[BUG] Fixing Dataparallel Training
Bug description
https://github.com/NVIDIA-Merlin/models/issues/964 demonstrated an issue with our data parallel training in Merlin Models.
-
What is the correct data loader to use? We have https://github.com/NVIDIA-Merlin/models/blob/main/merlin/models/tf/loader.py and then we have https://github.com/NVIDIA-Merlin/dataloader ?
-
Merlin Models Dataloader overwrites the global_rank variable https://github.com/NVIDIA-Merlin/models/blob/main/merlin/models/tf/loader.py#L307-L311 - what is the purpose of providing it as a parameter, when it will be overwritten? I think we should modify the if statement to global_rank is not None (same for global_size)
-
It seems that https://github.com/NVIDIA-Merlin/dataloader does not have this behavior - is that correct? Why is that the case?
-
Have we fixed the different number of batches for the different workers? In the example https://github.com/NVIDIA-Merlin/models/blob/main/examples/usecases/multi-gpu-data-parallel-training.ipynb, we use the work around to split the dataset BEFORE the training into <# GPUs> equal sizes and ignore the dataloader capability to split the dataset because it did not garantuee dataloader workers with the same number of batches and therefore, the training froze - see https://github.com/NVIDIA-Merlin/Merlin/issues/752
@bschifferer Why did we decide to split the dataset in the multi-gpu example instead of repartitioning the dataset with row_group_size? Did repartitioning not work?

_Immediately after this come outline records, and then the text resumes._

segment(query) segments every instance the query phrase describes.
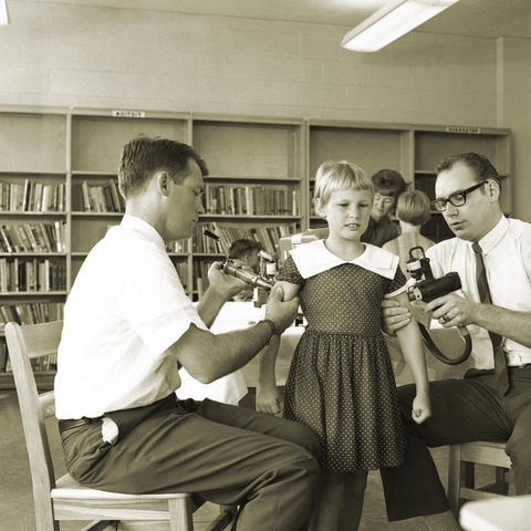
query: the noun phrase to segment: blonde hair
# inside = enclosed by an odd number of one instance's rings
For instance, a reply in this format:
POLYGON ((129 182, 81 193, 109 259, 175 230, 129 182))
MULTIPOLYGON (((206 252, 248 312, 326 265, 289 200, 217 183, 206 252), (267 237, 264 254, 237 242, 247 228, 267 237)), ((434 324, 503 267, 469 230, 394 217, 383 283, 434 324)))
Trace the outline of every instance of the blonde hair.
POLYGON ((374 196, 374 185, 367 173, 348 160, 327 160, 323 163, 315 175, 313 205, 319 212, 330 200, 334 191, 368 190, 374 196))

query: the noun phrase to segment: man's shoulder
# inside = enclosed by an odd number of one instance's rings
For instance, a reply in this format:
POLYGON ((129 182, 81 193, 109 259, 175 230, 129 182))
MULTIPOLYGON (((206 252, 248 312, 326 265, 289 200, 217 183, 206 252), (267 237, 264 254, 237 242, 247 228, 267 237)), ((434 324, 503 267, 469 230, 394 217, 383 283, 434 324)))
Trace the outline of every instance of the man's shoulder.
POLYGON ((509 230, 520 235, 531 235, 531 223, 521 219, 508 218, 509 230))

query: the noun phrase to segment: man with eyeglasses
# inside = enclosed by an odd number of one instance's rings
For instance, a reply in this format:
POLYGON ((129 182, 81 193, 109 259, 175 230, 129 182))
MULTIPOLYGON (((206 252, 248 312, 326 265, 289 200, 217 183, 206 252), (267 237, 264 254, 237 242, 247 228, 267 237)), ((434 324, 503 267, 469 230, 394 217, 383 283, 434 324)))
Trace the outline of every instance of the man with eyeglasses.
MULTIPOLYGON (((424 516, 433 531, 459 528, 428 447, 508 440, 516 492, 531 493, 531 225, 506 218, 500 176, 485 156, 449 157, 437 174, 433 206, 456 238, 437 243, 426 256, 436 278, 457 271, 462 292, 440 296, 425 310, 444 327, 468 327, 475 368, 464 379, 430 383, 433 416, 421 425, 412 420, 415 389, 398 388, 406 459, 382 470, 388 519, 424 516), (494 355, 496 373, 503 362, 508 365, 504 386, 494 374, 494 355)), ((394 333, 409 322, 409 314, 384 308, 384 321, 394 333)))

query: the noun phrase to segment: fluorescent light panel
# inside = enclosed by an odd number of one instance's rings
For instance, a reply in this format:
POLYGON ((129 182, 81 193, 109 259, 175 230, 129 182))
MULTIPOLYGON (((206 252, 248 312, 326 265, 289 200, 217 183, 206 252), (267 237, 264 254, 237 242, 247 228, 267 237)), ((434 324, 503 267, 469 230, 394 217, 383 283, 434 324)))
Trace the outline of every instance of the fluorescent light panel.
POLYGON ((376 52, 459 0, 394 0, 351 30, 341 45, 355 52, 376 52))

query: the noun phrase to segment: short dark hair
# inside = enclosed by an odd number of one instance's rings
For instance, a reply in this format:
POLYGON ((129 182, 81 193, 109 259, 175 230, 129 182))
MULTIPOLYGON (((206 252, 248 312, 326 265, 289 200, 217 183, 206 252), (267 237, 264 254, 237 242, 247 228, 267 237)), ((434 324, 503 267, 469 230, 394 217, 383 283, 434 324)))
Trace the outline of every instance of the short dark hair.
POLYGON ((125 198, 139 194, 157 171, 167 171, 175 183, 180 183, 187 176, 189 160, 197 163, 205 177, 208 175, 207 164, 188 144, 159 136, 137 136, 122 150, 119 191, 125 198))
POLYGON ((479 153, 460 153, 459 155, 451 155, 445 158, 437 165, 437 175, 441 171, 451 169, 456 164, 464 164, 473 171, 476 180, 481 183, 487 179, 494 179, 501 189, 501 177, 497 169, 492 166, 492 163, 479 153))
POLYGON ((407 190, 407 183, 396 169, 384 168, 373 175, 376 194, 389 196, 396 201, 398 196, 407 190))
POLYGON ((396 217, 416 227, 429 221, 429 197, 420 190, 405 191, 398 196, 396 217))
POLYGON ((229 249, 229 258, 233 259, 242 259, 252 251, 260 251, 261 246, 260 243, 256 242, 254 240, 248 240, 246 238, 241 238, 239 240, 235 240, 229 249))

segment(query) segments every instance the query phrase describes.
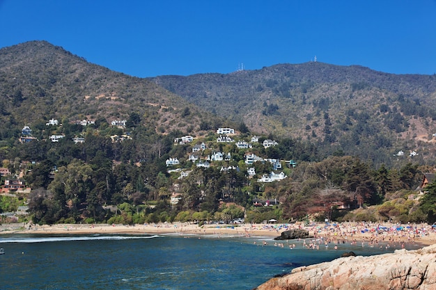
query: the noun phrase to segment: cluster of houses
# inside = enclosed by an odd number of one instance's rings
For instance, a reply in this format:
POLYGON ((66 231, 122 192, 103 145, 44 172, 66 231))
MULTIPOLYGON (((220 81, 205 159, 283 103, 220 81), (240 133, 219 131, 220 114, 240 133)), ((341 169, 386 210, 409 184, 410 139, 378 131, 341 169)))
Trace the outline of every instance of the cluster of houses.
MULTIPOLYGON (((235 142, 228 135, 235 134, 235 129, 232 128, 218 128, 217 129, 217 134, 219 134, 219 136, 217 138, 217 143, 234 143, 235 145, 238 149, 249 149, 253 147, 253 143, 258 143, 259 138, 258 136, 252 136, 251 142, 246 142, 244 140, 240 140, 238 142, 235 142)), ((191 136, 184 136, 178 137, 174 139, 174 143, 176 144, 186 145, 191 143, 194 141, 194 138, 191 136)), ((279 143, 273 140, 266 139, 263 141, 263 145, 265 148, 269 148, 270 147, 276 146, 279 143)), ((196 167, 208 168, 210 167, 211 163, 219 162, 219 161, 230 161, 232 160, 232 156, 230 152, 222 153, 220 152, 214 152, 211 154, 201 159, 200 155, 196 153, 200 151, 203 151, 206 149, 206 145, 204 143, 201 144, 196 144, 192 146, 192 154, 189 155, 188 161, 192 161, 196 164, 196 167)), ((253 165, 255 162, 270 162, 272 165, 273 170, 279 170, 282 168, 281 161, 275 159, 263 159, 261 157, 256 156, 254 153, 247 153, 244 155, 245 164, 247 166, 253 165)), ((295 165, 295 162, 290 160, 283 161, 288 163, 291 166, 295 165)), ((177 158, 170 157, 166 161, 166 165, 167 167, 178 166, 180 162, 177 158)), ((233 168, 232 166, 224 167, 221 166, 221 171, 226 171, 229 170, 239 170, 239 168, 233 168)), ((172 172, 173 170, 170 170, 169 172, 172 172)), ((180 170, 179 170, 180 171, 180 170)), ((182 170, 179 179, 182 179, 189 175, 191 170, 182 170)), ((247 168, 247 175, 249 177, 253 177, 256 175, 256 170, 254 167, 249 167, 247 168)), ((279 181, 286 178, 286 175, 282 172, 280 173, 275 173, 274 171, 271 172, 268 175, 263 175, 261 178, 258 179, 259 182, 272 182, 274 181, 279 181)))
MULTIPOLYGON (((410 152, 409 152, 409 157, 413 157, 416 155, 418 155, 418 153, 416 153, 416 152, 414 150, 410 150, 410 152)), ((394 156, 404 156, 404 152, 403 150, 400 150, 396 154, 394 154, 394 156)))
MULTIPOLYGON (((77 120, 71 122, 72 124, 80 124, 82 126, 88 126, 95 124, 95 121, 89 120, 77 120)), ((112 126, 116 126, 118 128, 125 128, 127 121, 125 120, 114 120, 111 122, 112 126)), ((57 126, 59 125, 59 122, 58 120, 52 118, 49 120, 49 121, 45 123, 46 126, 57 126)), ((52 135, 49 137, 49 139, 52 142, 56 143, 59 142, 61 139, 65 138, 65 135, 52 135)), ((121 142, 125 140, 131 140, 132 137, 128 134, 124 134, 121 136, 113 135, 111 136, 111 139, 112 140, 112 143, 115 142, 121 142)), ((29 126, 24 126, 23 129, 21 130, 21 136, 20 136, 20 142, 22 143, 26 143, 33 140, 37 140, 37 138, 32 136, 32 130, 30 129, 29 126)), ((75 144, 77 143, 83 143, 85 142, 85 138, 83 137, 75 137, 72 138, 73 142, 75 144)))

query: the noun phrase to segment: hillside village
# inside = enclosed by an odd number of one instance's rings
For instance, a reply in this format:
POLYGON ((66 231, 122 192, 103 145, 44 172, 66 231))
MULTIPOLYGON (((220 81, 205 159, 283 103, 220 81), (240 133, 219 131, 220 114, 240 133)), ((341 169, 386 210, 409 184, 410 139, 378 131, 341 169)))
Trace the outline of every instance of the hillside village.
POLYGON ((435 172, 435 76, 316 62, 140 79, 44 41, 1 49, 0 61, 0 214, 29 207, 17 219, 48 224, 436 216, 423 182, 435 172))
MULTIPOLYGON (((122 130, 123 133, 120 135, 111 135, 109 137, 112 143, 132 140, 131 134, 126 129, 126 122, 125 120, 114 120, 110 122, 110 126, 122 130)), ((70 124, 85 128, 86 126, 95 125, 95 123, 94 120, 83 120, 70 122, 70 124)), ((65 134, 58 133, 63 131, 63 127, 57 119, 49 120, 45 123, 45 126, 49 129, 47 131, 54 134, 47 135, 48 138, 45 139, 38 140, 33 136, 31 127, 24 126, 21 130, 20 143, 25 145, 33 142, 51 142, 52 143, 64 142, 65 134)), ((293 160, 268 158, 267 155, 258 156, 260 154, 265 154, 267 152, 265 150, 268 148, 278 145, 279 143, 274 140, 257 136, 242 135, 234 129, 229 127, 219 127, 215 132, 212 131, 205 132, 205 135, 207 136, 205 138, 194 138, 189 135, 174 138, 173 147, 183 147, 186 150, 185 154, 181 156, 169 156, 165 160, 166 172, 169 176, 173 178, 175 181, 180 182, 187 178, 192 172, 194 168, 204 170, 212 167, 219 170, 221 173, 233 171, 242 174, 247 179, 244 182, 247 184, 249 184, 250 181, 272 183, 287 178, 283 170, 289 172, 289 170, 297 164, 293 160), (249 142, 247 142, 246 139, 249 142), (232 152, 237 152, 236 154, 233 154, 236 156, 232 156, 232 152), (254 167, 256 163, 264 166, 258 172, 254 167)), ((83 133, 75 134, 70 140, 75 145, 80 145, 86 142, 83 133)), ((0 191, 1 195, 10 197, 21 196, 26 198, 29 196, 31 188, 26 185, 26 177, 27 175, 31 174, 31 169, 29 168, 38 165, 38 163, 34 161, 30 161, 30 163, 31 164, 27 165, 27 161, 26 161, 20 165, 20 168, 22 169, 18 175, 10 171, 7 168, 0 168, 0 174, 3 181, 0 191)), ((138 166, 141 166, 141 163, 138 163, 138 166)), ((58 168, 54 166, 50 171, 52 180, 54 179, 57 171, 58 168)), ((176 184, 171 188, 173 192, 167 195, 167 198, 170 204, 176 207, 182 199, 182 195, 179 192, 180 187, 176 184)), ((204 196, 200 198, 201 200, 203 198, 204 196)), ((254 200, 253 204, 256 206, 279 204, 277 199, 263 200, 257 198, 256 195, 254 195, 254 200)), ((17 211, 21 214, 26 214, 28 209, 27 205, 24 205, 20 207, 17 211)), ((10 213, 3 214, 3 216, 5 214, 10 218, 13 216, 10 213)))

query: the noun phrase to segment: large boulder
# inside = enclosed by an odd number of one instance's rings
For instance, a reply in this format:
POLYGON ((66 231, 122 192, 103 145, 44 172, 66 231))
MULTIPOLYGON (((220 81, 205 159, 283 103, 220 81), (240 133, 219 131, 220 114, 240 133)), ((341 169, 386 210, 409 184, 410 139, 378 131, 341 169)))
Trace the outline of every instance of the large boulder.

@edknv I dont think repartitioning is an option. If you have 1TB dataset, does that work? How long will repartition take?
does repartiton garantuee equal size datasets?
I dont think repartitioning is an option. If you have 1TB dataset, does that work? How long will repartition take?
We are using dask dataframes so it's out of core, so I don't think the size of the dataset matters. Repartitioning should be pretty fast too. I'm guessing because I haven't tested it, but I would guess on the order of a few hundred milliseconds for a 1TB dataset.
does repartiton garantuee equal size datasets?
I don't think there's such a guarantee, but I believe utilizing df.to_parquet(..., row_group_size=...) and repartitioning is the best option we have until we have a more robust solution from the core or dataloader side.